Basic for loop syntax in C++.

for(int i=0; i<size; ++i)

Algorithm of Source Code

  • Read the input array and its size.

  • Calculate the median of the given array.

  • For each K-length subarray, calculate the average.

  • Compare the average with the median.

  • Count the subarrays whose average exceeds the median.

Approach 1: Brute Force

The approach 1 constitutes a straightforward solution to the challenge of determining the number of K-length subarrays with an average surpassing the median of the specified array. Initially, the input array is sorted and the median is calculated. Subsequently, the program traverses all feasible K-length subarrays and computes their averages by aggregating their components. Should the average of a subarray surpass the median, the count is augmented. Finally, the code returns the quantity of such subarrays.

Algorithm

  • Calculate the median of the given array.

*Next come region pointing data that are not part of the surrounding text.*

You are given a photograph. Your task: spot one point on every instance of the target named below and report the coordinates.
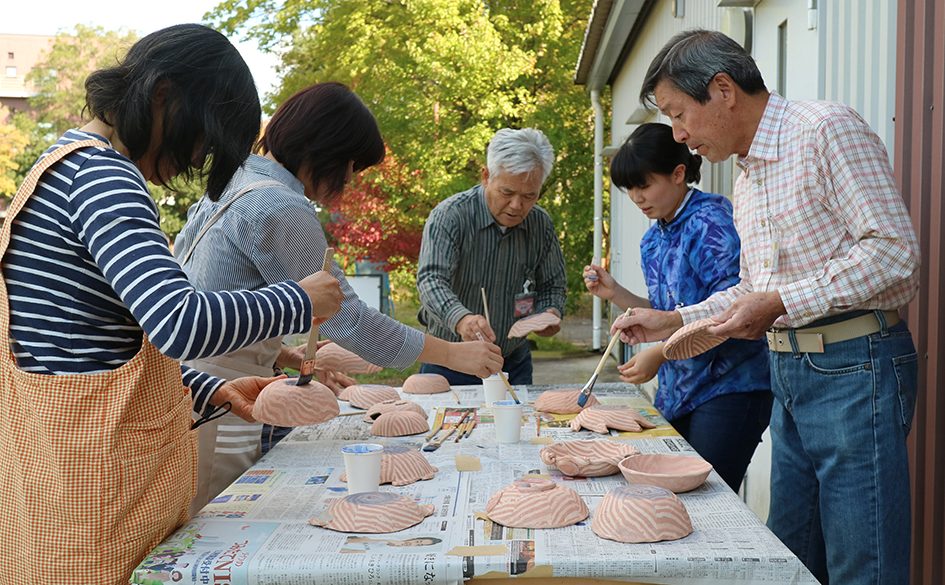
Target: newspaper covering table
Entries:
(257, 532)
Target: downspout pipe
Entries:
(598, 205)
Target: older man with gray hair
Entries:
(493, 237)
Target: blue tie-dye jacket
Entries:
(684, 262)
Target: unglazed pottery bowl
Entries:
(367, 395)
(538, 322)
(373, 513)
(679, 473)
(586, 458)
(601, 418)
(641, 513)
(334, 357)
(536, 502)
(282, 403)
(562, 401)
(401, 465)
(426, 384)
(400, 423)
(691, 340)
(390, 406)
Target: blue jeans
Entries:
(726, 430)
(518, 364)
(840, 471)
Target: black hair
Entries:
(319, 130)
(209, 104)
(651, 149)
(692, 59)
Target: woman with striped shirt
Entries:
(97, 455)
(270, 232)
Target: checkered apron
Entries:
(95, 469)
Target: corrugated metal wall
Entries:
(858, 67)
(920, 160)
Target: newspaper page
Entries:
(257, 531)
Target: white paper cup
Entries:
(363, 466)
(493, 389)
(508, 421)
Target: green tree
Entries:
(442, 76)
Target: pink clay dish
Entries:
(284, 404)
(586, 458)
(538, 322)
(536, 502)
(691, 340)
(334, 357)
(601, 419)
(367, 395)
(372, 512)
(641, 513)
(390, 406)
(426, 384)
(562, 401)
(400, 423)
(679, 473)
(401, 465)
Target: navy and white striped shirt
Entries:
(88, 271)
(271, 234)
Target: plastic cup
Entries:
(508, 421)
(363, 466)
(493, 388)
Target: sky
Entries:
(52, 16)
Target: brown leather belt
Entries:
(813, 339)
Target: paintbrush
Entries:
(307, 369)
(589, 387)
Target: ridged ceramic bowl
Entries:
(282, 403)
(679, 473)
(641, 513)
(390, 406)
(536, 502)
(401, 465)
(400, 423)
(373, 513)
(426, 384)
(586, 458)
(562, 401)
(600, 419)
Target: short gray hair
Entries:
(520, 151)
(692, 58)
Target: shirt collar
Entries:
(764, 145)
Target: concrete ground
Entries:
(574, 367)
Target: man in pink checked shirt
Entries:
(828, 258)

  • Iterate through all possible K-length subarrays.

  • Calculate the average of each subarray.

  • Increment the count if the subarray's average is greater than the median.

Example-1

The below code follows the brute force approach as previously mentioned in the article. It first sorts the input array and calculates the median. Then, it iterates through all possible K-length subarrays and calculates their averages by summing their elements. If the average of a subarray is greater than the median, the count is incremented. Finally, the code returns the count of such subarrays.

#include <iostream>
#include <algorithm>
#include <vector>
using namespace std;

int countSubarrays(vector<int> &arr, int n, int k) {
   int count = 0;
   double median;
   sort(arr.begin(), arr.end());
   median = (n % 2 == 0) ? (arr[n/2 - 1] + arr[n/2]) / 2.0 : arr[n/2];

   for (int i = 0; i <= n - k; i++) {
      double sum = 0;
      for (int j = i; j < i + k; j++) {
         sum += arr[j];
      }
      if (sum / k > median) {
         count++;
      }
   }
   return count;
}

int main() {
   vector<int> arr = {1, 5, 6, 7, 9};
   int n = arr.size();
   int k = 3;
   int result = countSubarrays(arr, n, k);
   cout << "Number of K-length subarrays with average exceeding median: " << result << endl;
   return 0;
}

Output

Number of K-length subarrays with average exceeding median: 1

Approach 2: Optimized Approach

The approach 2 constitutes a refined solution to the problem of determining the quantity of K-length subarrays with a mean surpassing the median of the specified array. It commences by sorting the input array and computing the median. Next, it calculates the prefix sum array, which is utilized to determine the sum of each K-length subarray. The algorithm iterates through all possible K-length subarrays, computes their average using the prefix sum array, and compares it with the median.

Should the average of a subarray exceed the median, the count is raised. Eventually, the program returns the number of such subarrays. This approach is more efficient than the first one, as it utilizes the prefix sum array to compute the sum of each K-length subarray, leading to a decreased elapsed time intricacy.

Algorithm

  • Calculate the median of the given array.

  • Compute the prefix sum array.

  • Iterate through all possible K-length subarrays.

  • Calculate the average using the prefix sum array.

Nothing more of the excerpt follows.